The Australian Labor Party have announced their negative gearing and capital gains tax changes will come into effect on 1 January 2020, if elected.
Real Estate Institute of Australia (REIA) President Adrian Kelly said REIA remained concerned about the impact the policy would have on Australia’s housing markets, buyers, renters and economic activity.
“This concern is magnified in the current market. There is almost truckloads of analysis and reports showing the adverse impacts of the policy on mum and dad investors, home owners, renters, the construction industry, state governments and the economy.
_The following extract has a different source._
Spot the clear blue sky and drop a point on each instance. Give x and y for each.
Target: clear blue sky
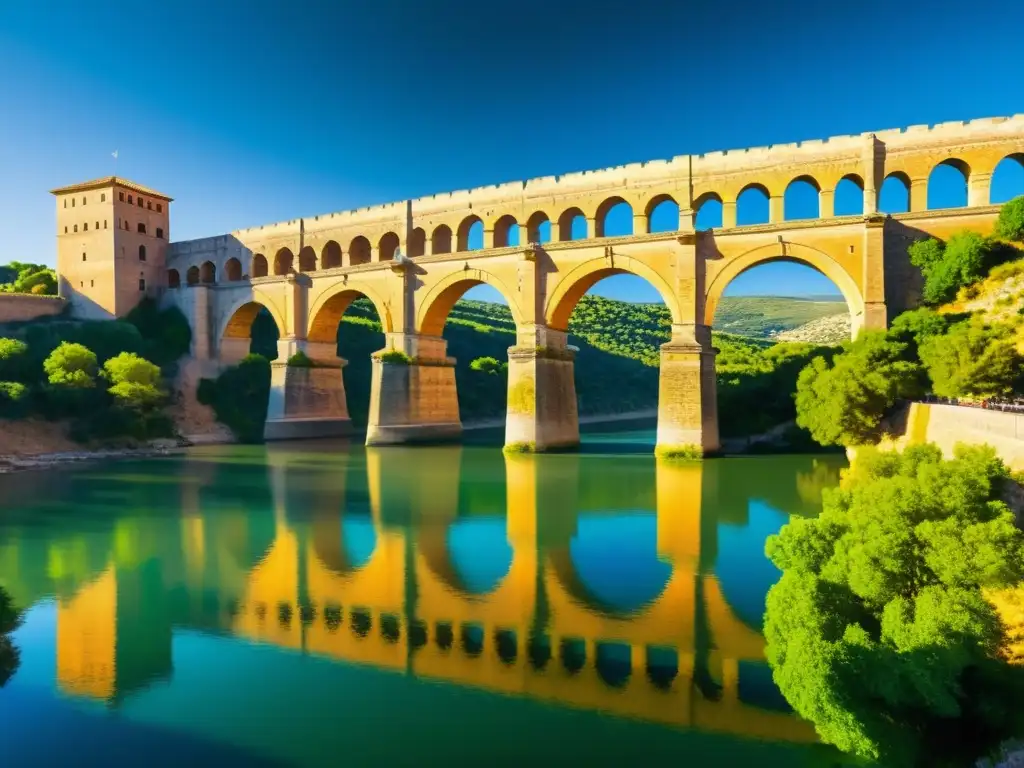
(302, 108)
“The latest was last week when SQM Research showed that house prices would drop between five per cent to 12 per cent on a weighted average for the capital cities for 2020 to 2022 over and above any other falls being experienced, while rents are expected to increase by between eight per cent and 15 per cent on a weighted average for the capital cities for 2020 to 2022,” Mr Kelly said.
The SQM Research report also showed housing construction activity will fall by 25 per cent to 30 per cent from 2019 levels, which; will have employment and GDP impacts; property sales turnover is forecast to fall by a further 12 per cent to 15 per cent, resulting in; a drop in state stamp duty revenue of approximately $2.3 billion.
“For first home buyers, who according to Labor, should see improved housing affordability by a ‘levelling of the playing field’ will now face a faltering economy, lower employment prospects, the possibility of higher interest rates under a Labor Government and higher rents whilst they save for a deposit,” Mr Kelly said.